Shake Terribly the Earth
Stories from an Appalachian Family
Little did we know that Ohio University Press has a series of books on race, ethnicity, and gender in Appalachia. The latest, Shake Terribly the Earth, is a tightly connected collection of essays from Sarah Beth Childers’s rural, challenging, Fundamentalist Christian childhood. Rather than lean heavily on a slew of positive adjectives to describe her writing talent, let’s let her do the talking. The following excerpt is drawn from Childers’s description of a family reunion, where a young Christian band is warming up:
“But then, while the singers were testing their microphones and the Pearsons were still loading cobbler onto their dessert plates, a man stood up in front of his folding chair. He had a prominent mole on his large nose, and his untucked shirt had a greasy stain. To my teenage eyes, this man looked repulsive, more like a cobbler-devouring Pearson than a vocalist whose music I’d buy on CD. ‘I’m your dear sister Rita’s pastor,’ he explained, motioning toward the beaming elderly woman in the seat beside him. ‘She asked me to sing “Beulah Land” for you all.’
The man paused while a few uncles shuffled to their seats, and then he closed his eyes and sang. He launched his unaccompanied baritone into that linoleum-tiled room, and I realized this was the way the song was meant to be sung. A pure expression of the spirit. …
After the song ended, the man confided, ‘When I think of that song, I think of my mother.’ The elderly female audience chuckled with approval.

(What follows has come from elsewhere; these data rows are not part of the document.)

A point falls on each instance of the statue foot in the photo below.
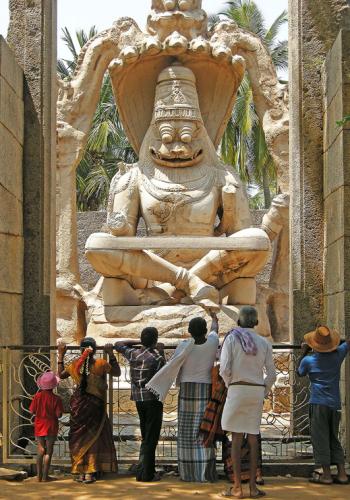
(200, 292)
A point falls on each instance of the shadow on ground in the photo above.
(127, 488)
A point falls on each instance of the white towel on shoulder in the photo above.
(162, 381)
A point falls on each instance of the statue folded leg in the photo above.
(144, 264)
(219, 267)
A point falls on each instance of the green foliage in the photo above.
(107, 143)
(243, 144)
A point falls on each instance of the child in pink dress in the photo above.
(47, 408)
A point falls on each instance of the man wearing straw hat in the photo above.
(322, 357)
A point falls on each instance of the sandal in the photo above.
(259, 494)
(317, 478)
(89, 479)
(336, 480)
(228, 493)
(80, 479)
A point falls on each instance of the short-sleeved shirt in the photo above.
(198, 364)
(144, 363)
(47, 408)
(323, 369)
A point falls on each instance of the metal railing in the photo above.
(284, 426)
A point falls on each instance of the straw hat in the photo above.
(323, 339)
(48, 380)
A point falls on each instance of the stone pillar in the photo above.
(306, 210)
(337, 199)
(11, 197)
(32, 36)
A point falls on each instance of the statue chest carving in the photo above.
(170, 207)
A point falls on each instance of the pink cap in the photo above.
(48, 380)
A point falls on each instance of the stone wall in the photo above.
(11, 197)
(336, 193)
(32, 36)
(319, 172)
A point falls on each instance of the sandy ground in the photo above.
(168, 488)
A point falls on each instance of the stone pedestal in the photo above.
(110, 323)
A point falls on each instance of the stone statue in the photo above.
(181, 189)
(175, 85)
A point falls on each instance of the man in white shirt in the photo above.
(245, 356)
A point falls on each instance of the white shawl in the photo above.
(162, 381)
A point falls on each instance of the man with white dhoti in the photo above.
(245, 357)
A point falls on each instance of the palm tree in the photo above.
(243, 144)
(107, 143)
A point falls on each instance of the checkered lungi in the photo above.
(196, 462)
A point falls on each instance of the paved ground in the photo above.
(170, 488)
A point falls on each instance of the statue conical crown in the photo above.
(176, 95)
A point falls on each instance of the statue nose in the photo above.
(169, 4)
(185, 4)
(179, 149)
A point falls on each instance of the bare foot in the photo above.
(233, 493)
(255, 493)
(202, 293)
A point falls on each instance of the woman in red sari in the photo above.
(90, 437)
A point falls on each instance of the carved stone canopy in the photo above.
(217, 83)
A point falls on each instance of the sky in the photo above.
(77, 14)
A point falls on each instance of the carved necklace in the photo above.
(160, 182)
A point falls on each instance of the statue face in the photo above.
(177, 143)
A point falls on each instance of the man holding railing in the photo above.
(245, 356)
(145, 361)
(322, 357)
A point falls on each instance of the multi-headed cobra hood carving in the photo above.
(177, 32)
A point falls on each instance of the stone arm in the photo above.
(123, 205)
(234, 211)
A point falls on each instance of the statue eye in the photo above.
(186, 137)
(167, 133)
(167, 138)
(187, 133)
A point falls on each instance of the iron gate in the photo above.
(284, 425)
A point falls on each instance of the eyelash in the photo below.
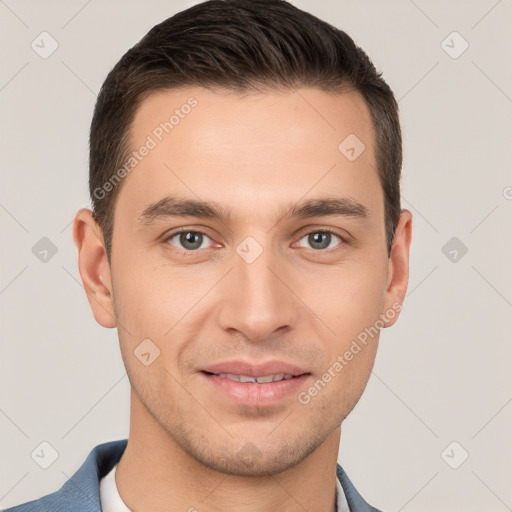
(194, 252)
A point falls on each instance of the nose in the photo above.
(257, 300)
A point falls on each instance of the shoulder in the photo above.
(355, 501)
(82, 490)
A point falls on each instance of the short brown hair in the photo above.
(238, 45)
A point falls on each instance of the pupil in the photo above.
(316, 239)
(191, 238)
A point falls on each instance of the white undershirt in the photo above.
(111, 500)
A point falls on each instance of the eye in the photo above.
(188, 239)
(321, 239)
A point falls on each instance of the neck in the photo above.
(155, 473)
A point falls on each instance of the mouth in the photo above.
(251, 385)
(264, 379)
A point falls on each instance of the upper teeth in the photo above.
(261, 380)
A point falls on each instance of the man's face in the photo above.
(255, 287)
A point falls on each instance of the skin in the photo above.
(297, 303)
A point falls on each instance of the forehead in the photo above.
(250, 150)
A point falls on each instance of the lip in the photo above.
(253, 394)
(255, 370)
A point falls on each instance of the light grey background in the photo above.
(442, 374)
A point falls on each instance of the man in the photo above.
(247, 241)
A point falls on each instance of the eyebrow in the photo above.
(181, 207)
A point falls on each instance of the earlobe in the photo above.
(93, 267)
(398, 269)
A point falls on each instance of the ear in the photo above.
(93, 267)
(398, 268)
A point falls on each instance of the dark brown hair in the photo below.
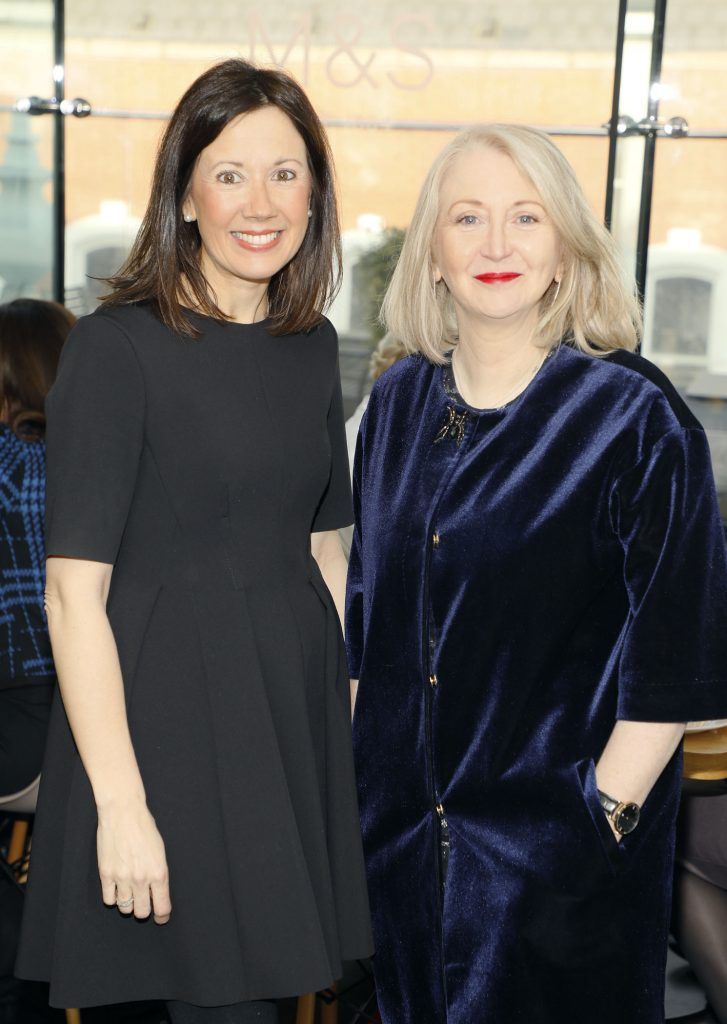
(32, 334)
(164, 266)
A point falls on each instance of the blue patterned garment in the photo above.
(25, 648)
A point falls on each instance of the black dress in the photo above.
(200, 468)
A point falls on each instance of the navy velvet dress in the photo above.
(520, 579)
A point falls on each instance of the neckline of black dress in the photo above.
(453, 393)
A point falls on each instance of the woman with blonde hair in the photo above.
(537, 603)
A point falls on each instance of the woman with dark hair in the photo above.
(202, 757)
(32, 334)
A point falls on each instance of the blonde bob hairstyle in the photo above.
(594, 308)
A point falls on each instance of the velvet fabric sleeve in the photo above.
(673, 664)
(95, 416)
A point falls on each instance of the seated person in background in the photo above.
(32, 334)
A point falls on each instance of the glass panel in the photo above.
(686, 288)
(694, 68)
(26, 153)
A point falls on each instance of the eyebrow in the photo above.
(476, 202)
(240, 163)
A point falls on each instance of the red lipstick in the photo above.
(497, 279)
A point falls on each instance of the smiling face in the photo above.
(249, 194)
(494, 244)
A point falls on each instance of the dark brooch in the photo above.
(453, 427)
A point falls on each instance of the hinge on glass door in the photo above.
(36, 104)
(674, 128)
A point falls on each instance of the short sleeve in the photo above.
(673, 664)
(94, 433)
(335, 508)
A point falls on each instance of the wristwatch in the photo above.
(625, 816)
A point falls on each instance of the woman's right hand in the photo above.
(132, 862)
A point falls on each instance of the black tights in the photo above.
(237, 1013)
(699, 924)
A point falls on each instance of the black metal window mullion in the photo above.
(642, 244)
(58, 237)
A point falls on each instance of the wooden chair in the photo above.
(706, 751)
(22, 805)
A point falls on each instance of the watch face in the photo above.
(627, 818)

Then he told us a story. The night his mother died, he drove her to the hospital, surrounding her emaciated body with pillows in the backseat of his station wagon. The road was long, winding, and potholed, and every bump jolted agony through her bones. ‘Honey,’ she gasped, ‘sing “Beulah Land.”’ Her son’s voice filled the car, and she imagined herself already in heaven.”